前回の記事(➡写真撮影視野の拡大 センサー編 試行)において、EOS3で試行した結果とほぼ同じです。視野数は約19(うちの環境で計算すると19.06)。縦横比3:2でなるべく広い範囲をトリミングすると、以下のようになります。
これだけ広くても、像面湾曲によるボケや収差が少く、周辺部の明度調整くらいで良好な写真となるので楽でした。
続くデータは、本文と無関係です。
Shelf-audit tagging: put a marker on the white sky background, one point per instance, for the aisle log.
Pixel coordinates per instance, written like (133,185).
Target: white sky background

だいたい視野数19の範囲が見えています。この範囲内を適当にトリミングして使います。例えば、視野数19の円内いっぱいに縦横比3:2の矩形をとると、以下の白枠の部分になります。
顕微鏡:ニコン POH 恐らく13型
対物レンズ:Plan アポクロマート 4倍(ニコン)
リレーレンズ:NY-1S(EOSアタッチメント)
マウントアダプター:EF-EOS R
カメラ:EOS RP
NY-1SをEOS Rシリーズのカメラで使用する場合、NY-1Sのアタッチメントとカメラの間にマウントアダプター(EF-EOS R)を挟む方法が一般的です。→一眼レフカメラ接続用アダプター対応一覧表 このアダプターは、従来のEOSシリーズのレンズ(EF・EF-S各マウント)をEOS Rシリーズで使用する際に用いるものです。
リレーレンズなしでAPS-Cセンサーカメラで撮影した画像です。画像の左上角、左下角、右下角に若干ケラレがあります。
ファインダーで見えている範囲が白枠で撮影範囲です。だいたい対角線で視野数22の範囲が見えています。左右の上の角、右の下の角が、少しケラレています。うちのPOHの写真鏡筒は、視野数22より外側が見えないようです。(リレーレンズなしで撮影すると、像が反転するので、ケラレ位置も逆になっています)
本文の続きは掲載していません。